Çocuk ve gençlerin eğitimi her ne kadar 6 yaşından itibaren başlar dense de ancak bu yaş dönemlerine yönelik eğitim ülkemizde kulüp bünyelerinde yeterince yaygın değildir ve bu ihtiyaç ilkokullarda, mahalle aralarında ve boş zamanlarda çeşitli eğitsel oyunlar sayesinde

(31)

tesadüfen karşılanmaktadır. Özellikle plansız kentleşme ve nüfus akımının kırsal kesimden kentlere aşırı akış ve mahalle arası oyun imkânlarının kentlerde ortadan kalkması, çocuğun doğal oyun ihtiyacının tatmini ve çok yönlü gelişimi açısından bu okul ve mahalle arası oyunlarının desteklenmesi, tarafımızdan çeşitli kurumların bu doğrultuda yönlendirilmesi gerekir.

Çocukluk döneminin temel özelliklerden biri bu dönemde yaşanan büyüme ve gelişme sürecidir. Çocuk sporcuların fizyolojik özelliklerinin, büyüme ve gelişme dönemlerinden bağımsız incelenmesi yanıltıcı sonuçlara götürebilir. Çocukluk ve ergenlik döneminde değişkenlik gösteren büyüme ve gelişme özellikleri, çocuk sporcuların fizyolojik standartlarının oluşturulmasında, performans test sonuçlarının yorumlanmasında ve yetenek seçiminde dikkate alınmalıdır ( Koşar ve Demirel, 2004).

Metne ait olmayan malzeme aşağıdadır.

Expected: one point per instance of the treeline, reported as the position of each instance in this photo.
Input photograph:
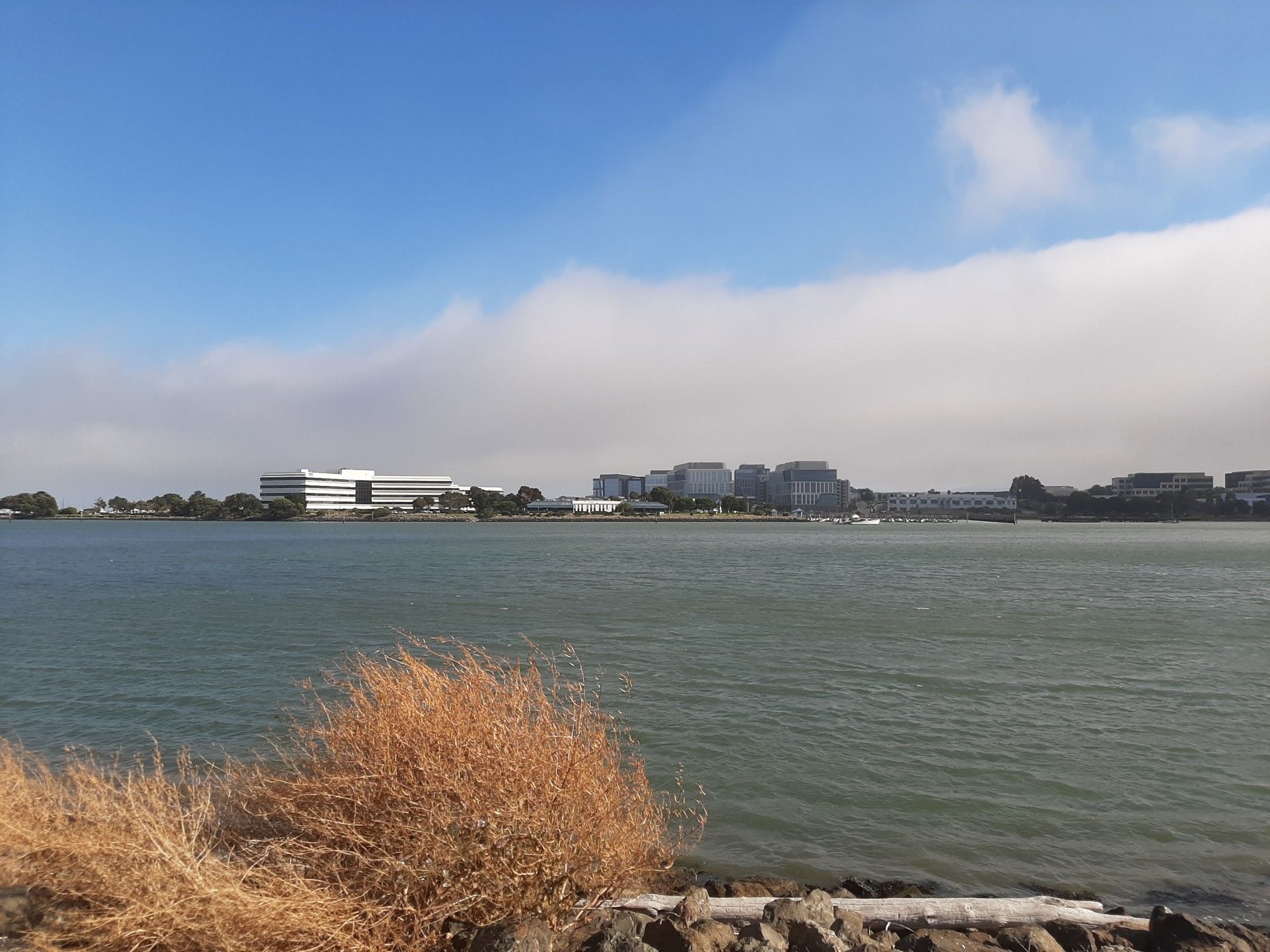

Gelişim, organizmada iç ve dış etkenler sonucu, birbirine bağlı ve düzenli biçimde ortaya çıkan, ilerleyici bir dizi değişiklikler olarak tanımlanır. Büyümeden ayrı olarak gelişme, yeni beliren yetenekler ve davranış görüntüleriyle gerçekleşen fonksiyonel özelliklerin olgunlaşmasını da içerir. “Göstergesi davranışlardır. Genellikle gelişim, önceden kestirilebilen bir sıra izler”. Gelişim kavramı, büyüme, olgunlaşma, hazır bulunuşluk ve öğrenme kavramlarını içeren geniş sınırlı bir kavramdır (Muratlı, 2003).

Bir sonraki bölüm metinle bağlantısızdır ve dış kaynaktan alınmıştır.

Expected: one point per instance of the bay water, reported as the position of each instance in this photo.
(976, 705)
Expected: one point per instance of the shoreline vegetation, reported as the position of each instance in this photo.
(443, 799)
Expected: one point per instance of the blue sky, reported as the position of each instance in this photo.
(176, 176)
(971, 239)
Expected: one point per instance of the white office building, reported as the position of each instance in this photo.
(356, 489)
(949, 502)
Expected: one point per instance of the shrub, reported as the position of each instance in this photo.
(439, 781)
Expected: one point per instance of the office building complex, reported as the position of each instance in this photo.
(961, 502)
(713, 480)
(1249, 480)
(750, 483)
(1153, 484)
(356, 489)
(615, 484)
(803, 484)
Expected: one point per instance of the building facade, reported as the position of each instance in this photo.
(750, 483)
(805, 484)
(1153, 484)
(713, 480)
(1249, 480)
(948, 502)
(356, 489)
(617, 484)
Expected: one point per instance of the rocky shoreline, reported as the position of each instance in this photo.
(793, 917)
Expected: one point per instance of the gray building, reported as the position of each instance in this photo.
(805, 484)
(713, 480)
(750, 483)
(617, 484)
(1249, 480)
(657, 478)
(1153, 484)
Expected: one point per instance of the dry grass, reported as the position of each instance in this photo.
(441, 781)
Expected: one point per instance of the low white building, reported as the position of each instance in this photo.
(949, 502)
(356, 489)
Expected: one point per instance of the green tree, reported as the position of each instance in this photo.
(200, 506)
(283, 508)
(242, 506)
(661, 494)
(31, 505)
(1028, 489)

10-18 yaş grubu çocuklar genellikle okula gider ve birçoğu okuldaki spor etkinliklerine katılırlar. İşte bu yüzden fiziksel kapasitelerinin nasıl geliştiği, beden eğitimi öğretmenleri açısından önemlidir. Diğer bir önemli konu ise, egzersiz yapmış ve yapmamış çocuklar arasındaki motor gelişmeyi ve bunların arasından çıkacak ortalaması yüksek üst düzeydeki gençleri bilebilmektedir. Bu farkları bilmek, yetenek seçme ve yeteneği geliştirme açısından önemlidir (Harzanyi ve Martin, 1991).

Büyüme ve gelişme evrelerinde çocukların sergilediği çok yönlülüğe bakarak, sonraki yıllarda sportif yeteneklerinin ne olacağı, spor çevrelerinde ve bilim dünyasında sıkça sorulan soruların başında gelmektedir (Açıkada, 2004).

Çocuğun büyüme, gelişme ve olgunlaşma düzeyinin yarışma sporu için uygun olup olmadığı fiziksel ve motor komponentler üzerinde yoğunlaşmıştır ve genelde uygunluk çalışmaları şeklinde yürütülmektedir (Özer, 1990).

(32)

Yaş dönemlerine göre çocuklar çeşitli yapısal gelişimler göstermektedir. Bunlar; Boy, Vücut ağırlığı, Kemik gelişimi, Kas gelişimi ve Sinir gelişimi şeklindedir.

Çocukta motorsal gelişim, takvim yaşına bağlı olarak biyolojik gelişimle doğrudan ilişkilidir. Değişik yaşlarda hareket verimliliği, kas, merkezi sinir sistemi, solunum ve dolaşım sistemlerinin yeterlilik düzeyi ile doğrudan ilişkilidir. Motorsal özelliklerden kuvvet, sürat, dayanıklılık, hareketlilik ve koordinasyon gelişimi değişik gelişim hızında ve birbirinden bağımsız olarak oluşur (Yalçın ve Akkuş, 2006).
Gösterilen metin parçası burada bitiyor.